Schreiben nach Srebrenica

Von Knut Cordsen · 09.07.2005
Zehn Jahre nach dem Massaker von Srebrenica diskutierten in München zehn Autoren aus dem ehemaligen Jugoslawien über ihren Umgang mit der Vergangenheit und ihre heutige Sicht auf den Krieg, der das Leben aller veränderte. Sie erinnerten dabei auch an die Verantwortung der Schriftsteller für die Sprache ihres Landes.
Bora Cosic, der serbische Schriftsteller mit Wohnsitz in Istrien und Berlin, blickt dieser Tage angewidert auf das, was in seiner Heimat passiert. Das Massaker von Srebenica, bei dem vor zehn Jahren mehr als 7000 Menschen von bosnischen Serben unter General Ratko Mladic hingerichtet wurden, wird von der akademischen Elite Belgrads in Frage gestellt.

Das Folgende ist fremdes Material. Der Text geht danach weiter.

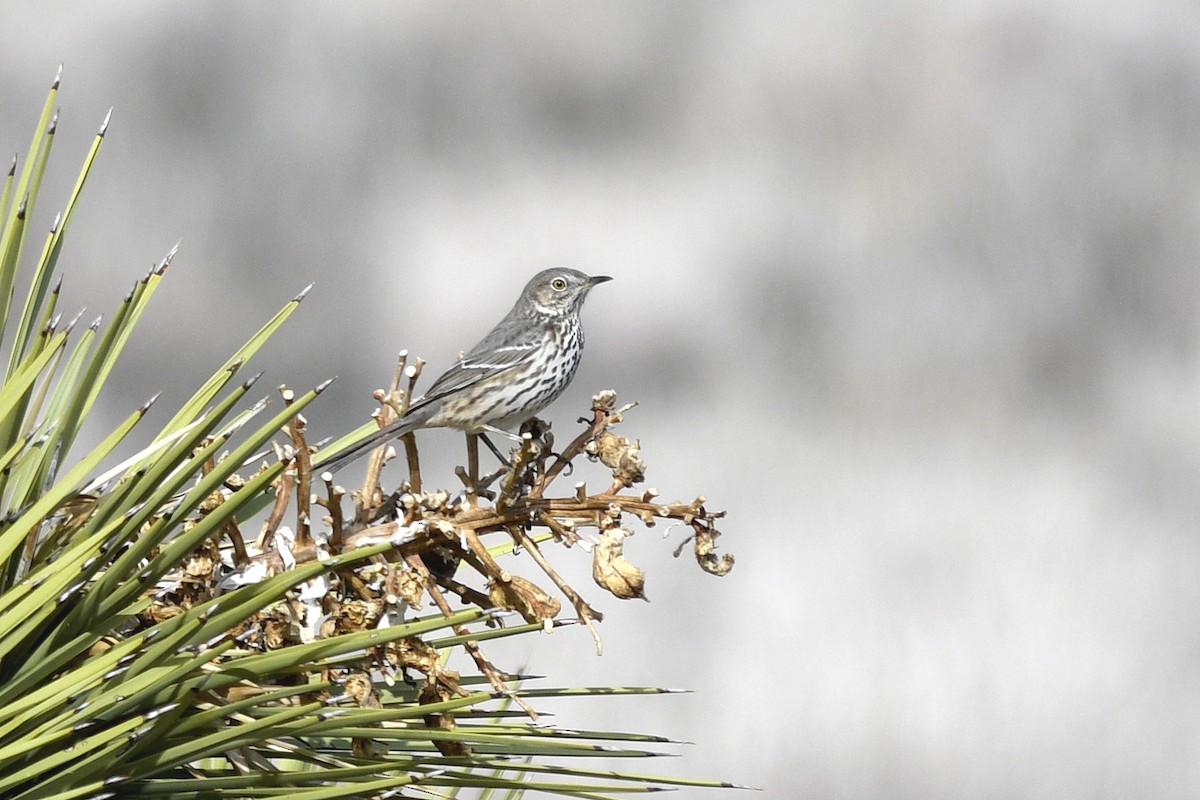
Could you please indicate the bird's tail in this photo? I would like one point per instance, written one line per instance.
(394, 429)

Cosic erzählt, an der Universität hätten unlängst Mitglieder der juristischen Fakultät eine Protestveranstaltung organisiert, der zufolge es Srebrenica nie gegeben haben soll.

Bora Cosic: "Das war eine wirklich große, homogene Gruppe von Studenten, die die Existenz des Massakers von Srebrenica schlichtweg verneinten, das Massaker leugneten; darüber hinaus gibt es viele Menschen, die zwar wissen, dass etwas dort in Srebrenica passiert ist, aber die wollen nicht wissen, wer das gemacht hat, wer die Täter waren, zu dieser Gruppe zählt auch Peter Handke, - eine große Gruppe."

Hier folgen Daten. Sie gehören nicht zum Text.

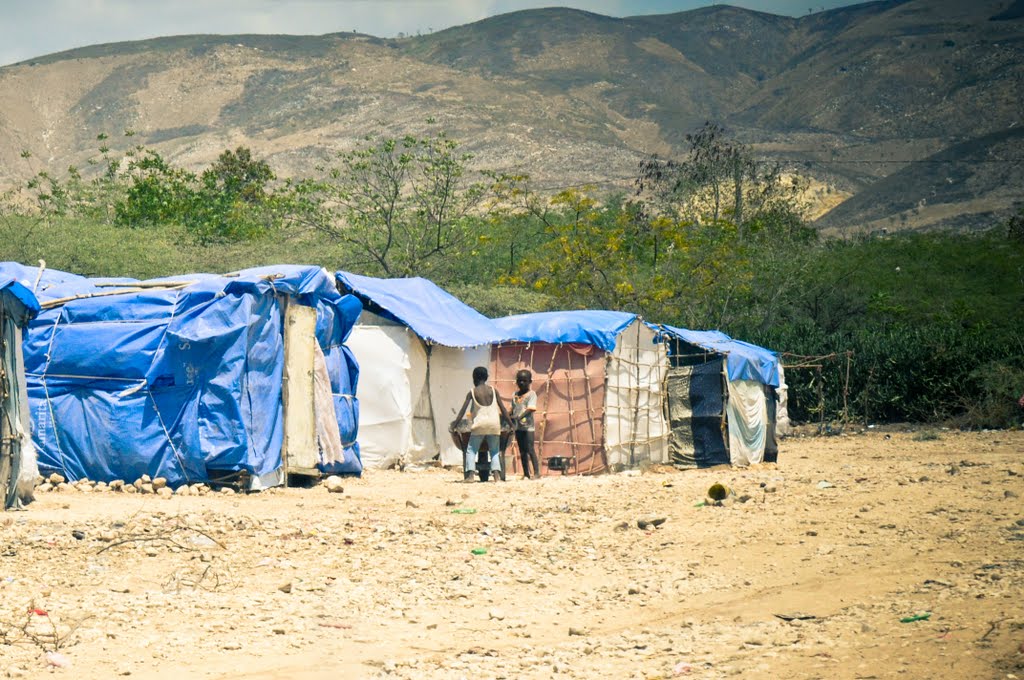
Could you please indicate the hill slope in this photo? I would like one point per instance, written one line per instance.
(565, 95)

Leider ist das, was Bora Cosic erzählt, kein Einzelfall. Als vor kurzem Fotografien der grausamen Verbrechen in Srebrenica großflächig auf Plakaten gezeigt wurden, verunstalteten überwiegend jugendliche Anhänger der paramilitärischen Einheit der so genannten "Skorpione" diese Fotos und beschmierten sie mit ihren Parolen, Sprüchen, denen zufolge Srebrenica sich jederzeit wieder ereignen könne.

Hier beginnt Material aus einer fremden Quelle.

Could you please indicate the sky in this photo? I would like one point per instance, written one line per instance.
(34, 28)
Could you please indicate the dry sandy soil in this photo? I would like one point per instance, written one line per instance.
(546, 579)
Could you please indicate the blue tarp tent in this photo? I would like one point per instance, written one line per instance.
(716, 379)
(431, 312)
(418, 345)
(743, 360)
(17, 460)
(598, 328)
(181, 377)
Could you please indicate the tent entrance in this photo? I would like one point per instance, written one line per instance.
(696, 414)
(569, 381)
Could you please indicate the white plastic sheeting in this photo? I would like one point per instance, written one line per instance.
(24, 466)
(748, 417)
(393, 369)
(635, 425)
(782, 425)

Cosic stöhnt und zitiert aus dem Hamlet: "Reif sein ist alles". Die serbische Jugend aber lasse sich irreleiten. Nicht nur er ist enttäuscht. Auch ein Autor wie Vladimir Arsenijevic fühlt sich zu Boden geworfen, ja geradezu "bombardiert" etwa durch ein Video wie jenes, welches Soldaten drehten und das im Film festhält, wie die Schlächter in Srebrenica männliche Zivilisten töteten. Dieses Video konnte man sich lange ganz legal in der Videothek ausleihen. Vladimir Arsenijevic ist empört.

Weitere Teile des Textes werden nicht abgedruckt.